Siempre cortés, me fuiste a buscar a Maiquetía, me recibiste con afecto y nos fuimos para tu casa a hacerle honor a mis recuerdos de piel en el Empire State. Seguías despechada por cuenta de tu ingrata exnovia.
Y nos convertimos en amigas y dejamos de ser amantes.
Supongo que es muy difícil molestarse contigo, aunque con frecuencia te lo mereces. ¿Quién puede disgustarse seriamente con una mujer que es capaz de tener casa en medio de una urbanización solitaria en el fin del mundo? ¿Es posible no reírse de tus regocijantes aventuras con la extrema izquierda universitaria en tu época de estudiante? ¿Cómo enfurecerse frente a tus distracciones continuas si tienes ocurrencias tan geniales como darle unas maracas sin relleno a una amiga con el oído como una tapia para que no fuese a desentonar al “tocarlas” en tu grupo musical? ¿Quién tiene la voluntad suficiente para cuestionar a la dueña de dos criaturas damnificadas, minúsculas y muy feas a las que por pura bondad (o delirio) llamas “mis perras”? Ni hablar de tus lecturas desordenadas, tu inteligencia de diablo, las pasiones por la ciencia y la música y tu estilo de habla hiperbólico y ampuloso.
Réntame un cuartico en el hotel de tu alma, diría Daniel Santos dividiendo las sílabas prestamente.

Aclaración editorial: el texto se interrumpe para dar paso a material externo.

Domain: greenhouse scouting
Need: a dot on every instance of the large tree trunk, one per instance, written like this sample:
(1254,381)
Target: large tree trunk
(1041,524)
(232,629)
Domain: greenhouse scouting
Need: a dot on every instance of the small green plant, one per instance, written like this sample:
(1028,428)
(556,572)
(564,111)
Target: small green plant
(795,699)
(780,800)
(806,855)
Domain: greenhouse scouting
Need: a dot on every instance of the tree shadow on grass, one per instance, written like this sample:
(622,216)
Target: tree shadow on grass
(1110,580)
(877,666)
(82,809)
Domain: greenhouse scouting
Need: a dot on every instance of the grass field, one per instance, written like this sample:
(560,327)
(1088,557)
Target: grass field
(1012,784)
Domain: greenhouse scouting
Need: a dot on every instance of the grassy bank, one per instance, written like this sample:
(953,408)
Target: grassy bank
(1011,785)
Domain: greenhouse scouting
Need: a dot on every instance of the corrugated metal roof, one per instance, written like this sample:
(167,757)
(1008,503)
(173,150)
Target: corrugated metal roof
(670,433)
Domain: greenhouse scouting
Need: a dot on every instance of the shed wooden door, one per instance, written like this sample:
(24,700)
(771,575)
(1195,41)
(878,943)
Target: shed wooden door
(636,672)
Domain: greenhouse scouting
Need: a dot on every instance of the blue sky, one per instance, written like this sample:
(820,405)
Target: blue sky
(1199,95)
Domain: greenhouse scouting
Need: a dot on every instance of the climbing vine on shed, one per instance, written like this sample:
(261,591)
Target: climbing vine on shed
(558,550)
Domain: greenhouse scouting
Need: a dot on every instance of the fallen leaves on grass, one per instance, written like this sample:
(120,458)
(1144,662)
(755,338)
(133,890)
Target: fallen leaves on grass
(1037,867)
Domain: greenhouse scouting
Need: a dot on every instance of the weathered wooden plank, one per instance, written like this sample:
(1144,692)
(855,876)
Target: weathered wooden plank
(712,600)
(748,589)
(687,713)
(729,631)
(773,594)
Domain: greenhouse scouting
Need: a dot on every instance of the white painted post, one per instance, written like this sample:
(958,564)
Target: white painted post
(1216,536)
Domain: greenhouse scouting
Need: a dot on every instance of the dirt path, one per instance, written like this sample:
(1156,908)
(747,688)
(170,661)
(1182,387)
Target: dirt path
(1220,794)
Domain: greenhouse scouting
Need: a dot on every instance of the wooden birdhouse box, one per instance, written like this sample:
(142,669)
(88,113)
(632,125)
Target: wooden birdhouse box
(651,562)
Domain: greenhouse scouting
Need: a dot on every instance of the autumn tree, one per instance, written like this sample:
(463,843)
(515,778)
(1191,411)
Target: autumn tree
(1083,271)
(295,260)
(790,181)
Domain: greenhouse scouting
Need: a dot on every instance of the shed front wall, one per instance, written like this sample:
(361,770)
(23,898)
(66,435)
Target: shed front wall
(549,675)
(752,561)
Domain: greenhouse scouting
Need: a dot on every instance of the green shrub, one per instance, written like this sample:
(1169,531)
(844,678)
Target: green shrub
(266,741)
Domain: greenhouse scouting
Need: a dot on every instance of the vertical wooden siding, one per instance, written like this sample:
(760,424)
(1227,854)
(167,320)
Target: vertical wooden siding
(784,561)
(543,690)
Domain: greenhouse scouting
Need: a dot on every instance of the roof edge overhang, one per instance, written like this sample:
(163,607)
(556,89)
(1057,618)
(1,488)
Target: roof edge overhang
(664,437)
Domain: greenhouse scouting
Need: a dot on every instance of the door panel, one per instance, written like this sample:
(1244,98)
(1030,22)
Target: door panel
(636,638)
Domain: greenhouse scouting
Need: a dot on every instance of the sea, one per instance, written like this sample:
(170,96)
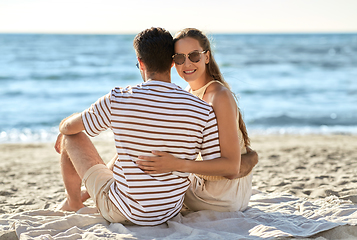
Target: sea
(284,83)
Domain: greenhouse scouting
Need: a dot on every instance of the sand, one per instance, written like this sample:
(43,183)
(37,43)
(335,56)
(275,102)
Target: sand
(311,166)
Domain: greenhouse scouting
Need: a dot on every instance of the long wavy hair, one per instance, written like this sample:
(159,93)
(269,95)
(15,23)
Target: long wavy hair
(212,69)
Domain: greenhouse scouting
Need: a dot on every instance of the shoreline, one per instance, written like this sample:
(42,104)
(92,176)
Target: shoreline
(308,166)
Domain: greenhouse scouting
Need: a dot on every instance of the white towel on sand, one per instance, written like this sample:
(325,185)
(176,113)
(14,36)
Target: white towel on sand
(268,216)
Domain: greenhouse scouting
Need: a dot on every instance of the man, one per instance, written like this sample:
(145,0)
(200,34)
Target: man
(154,115)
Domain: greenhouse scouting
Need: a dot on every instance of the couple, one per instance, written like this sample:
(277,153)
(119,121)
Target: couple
(142,185)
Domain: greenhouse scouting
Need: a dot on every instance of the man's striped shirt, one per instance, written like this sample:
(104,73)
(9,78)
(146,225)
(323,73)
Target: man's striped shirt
(153,116)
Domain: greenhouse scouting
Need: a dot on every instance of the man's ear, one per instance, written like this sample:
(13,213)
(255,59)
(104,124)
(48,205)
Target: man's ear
(141,64)
(208,56)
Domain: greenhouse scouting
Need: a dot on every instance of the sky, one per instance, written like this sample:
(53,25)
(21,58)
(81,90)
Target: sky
(215,16)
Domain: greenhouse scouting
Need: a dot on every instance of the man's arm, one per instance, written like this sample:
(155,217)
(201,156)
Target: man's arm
(72,124)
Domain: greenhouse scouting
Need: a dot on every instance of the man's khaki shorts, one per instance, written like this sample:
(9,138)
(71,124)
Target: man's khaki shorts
(98,180)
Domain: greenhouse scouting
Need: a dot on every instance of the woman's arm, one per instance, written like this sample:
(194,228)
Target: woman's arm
(229,163)
(165,162)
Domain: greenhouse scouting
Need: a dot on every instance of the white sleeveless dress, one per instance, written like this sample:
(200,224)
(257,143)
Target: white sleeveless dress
(215,192)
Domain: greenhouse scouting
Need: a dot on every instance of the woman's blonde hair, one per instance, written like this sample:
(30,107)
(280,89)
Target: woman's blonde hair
(212,69)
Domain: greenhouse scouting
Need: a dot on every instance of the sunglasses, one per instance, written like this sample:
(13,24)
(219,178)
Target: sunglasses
(194,56)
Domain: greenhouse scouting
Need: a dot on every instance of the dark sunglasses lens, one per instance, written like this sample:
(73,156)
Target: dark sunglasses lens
(194,56)
(179,59)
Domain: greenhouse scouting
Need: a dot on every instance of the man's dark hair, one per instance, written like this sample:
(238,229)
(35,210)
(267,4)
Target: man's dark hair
(155,48)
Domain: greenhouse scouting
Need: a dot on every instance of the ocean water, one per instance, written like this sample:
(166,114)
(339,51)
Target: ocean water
(285,83)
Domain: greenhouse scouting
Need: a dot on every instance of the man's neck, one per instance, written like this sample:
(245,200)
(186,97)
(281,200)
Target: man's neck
(163,77)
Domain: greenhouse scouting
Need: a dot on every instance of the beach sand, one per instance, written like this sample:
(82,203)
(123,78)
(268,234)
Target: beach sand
(311,166)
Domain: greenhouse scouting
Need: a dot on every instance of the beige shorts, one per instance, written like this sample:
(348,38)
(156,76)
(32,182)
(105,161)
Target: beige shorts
(98,180)
(222,195)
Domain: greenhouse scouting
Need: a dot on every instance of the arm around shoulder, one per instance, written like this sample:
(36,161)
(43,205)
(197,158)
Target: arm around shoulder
(72,124)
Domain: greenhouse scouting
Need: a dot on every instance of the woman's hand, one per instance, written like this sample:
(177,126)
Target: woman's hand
(58,143)
(161,163)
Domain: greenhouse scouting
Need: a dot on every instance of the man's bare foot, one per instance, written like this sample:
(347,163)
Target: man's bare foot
(84,195)
(65,206)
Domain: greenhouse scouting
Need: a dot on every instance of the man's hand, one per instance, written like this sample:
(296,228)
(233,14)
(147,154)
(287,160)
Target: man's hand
(249,160)
(58,144)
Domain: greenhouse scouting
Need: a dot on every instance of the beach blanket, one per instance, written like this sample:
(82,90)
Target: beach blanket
(269,215)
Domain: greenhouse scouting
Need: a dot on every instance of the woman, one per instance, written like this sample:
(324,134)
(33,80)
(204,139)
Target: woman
(230,188)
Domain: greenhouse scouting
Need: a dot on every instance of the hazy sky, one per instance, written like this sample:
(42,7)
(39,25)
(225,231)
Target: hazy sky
(132,16)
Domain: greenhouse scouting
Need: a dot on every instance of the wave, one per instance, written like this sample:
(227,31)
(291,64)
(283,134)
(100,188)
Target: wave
(286,121)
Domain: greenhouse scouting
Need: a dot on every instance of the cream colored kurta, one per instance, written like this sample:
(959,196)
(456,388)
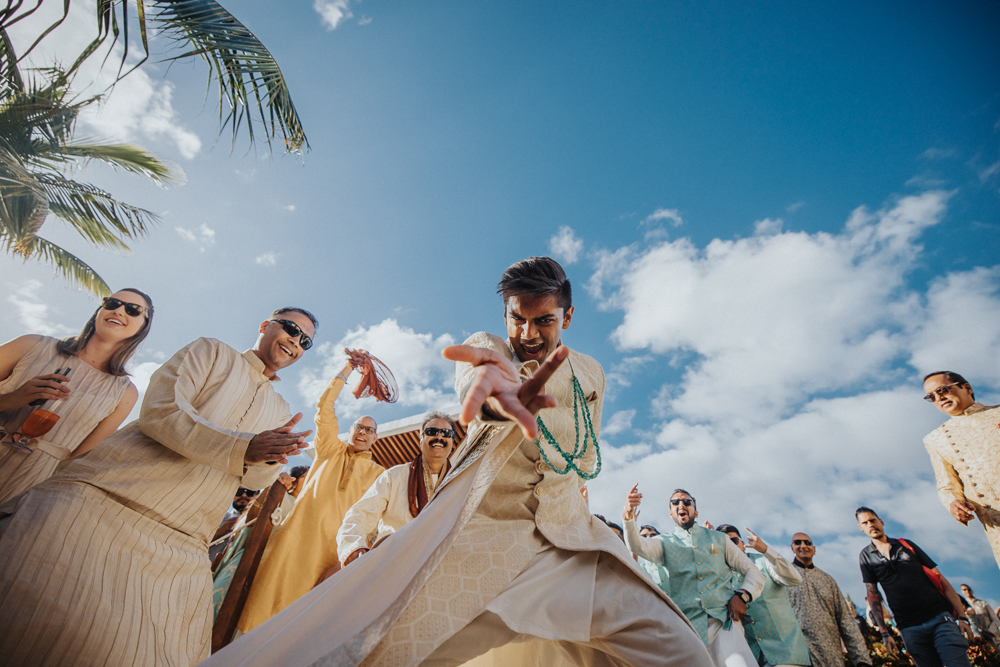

Valeria, ¿te acuerdas de la razón por la que me fui por primera vez contigo a tu casa? Sí, la misma casa de la que me alejaría semanas después pensando que el cielo y el sol deberían sonar, no solo verse, y a la que regresaría a ti. Empezó un sábado a las cinco de la tarde, en ese edificio que tiene nombre de institución de caridad: Centro de Acción Social por la Música. Es una edificación bella, una muestra de la plenitud que puede lograr el concreto armado, con una acústica tremenda y grandes móviles de Carlos Cruz Diez. Conseguiste entradas para un concierto que se graba en vivo; dirige Gustavo Dudamel la Simón Bolívar. Comienza La Consagración de la Primavera, de Igor Stravinsky. Te agradezco el concierto con sincera amistad pero en la medida en que transcurren los movimientos de La noche de los mayas, de Silvestre Revueltas, medito en las formas múltiples que puede asumir la gratitud. Es una música mucho más parecida a mí que a ti; quizás tienes un temperamento semejante a este despliegue de metales y percusión, pero cierta curiosa inconsciencia acerca de tu poder de seducción oculta la semejanza. Mientras aplaudo al final de la pieza te miro de reojo con objetividad absoluta y me digo: esta noche voy a sonar y solo tu piel me oirá así que prepara los dedos para el arpegio que vas a interpretar y para olfatear mi alma.
—Ponme la “Fuga” de la Bachiana Brasileira n. 1, de Villalobos —te digo cuando termino de leer lo que he escrito en tu presencia y me abrazas muy contenta.
—Ese es el título —me dices —“Fuga”.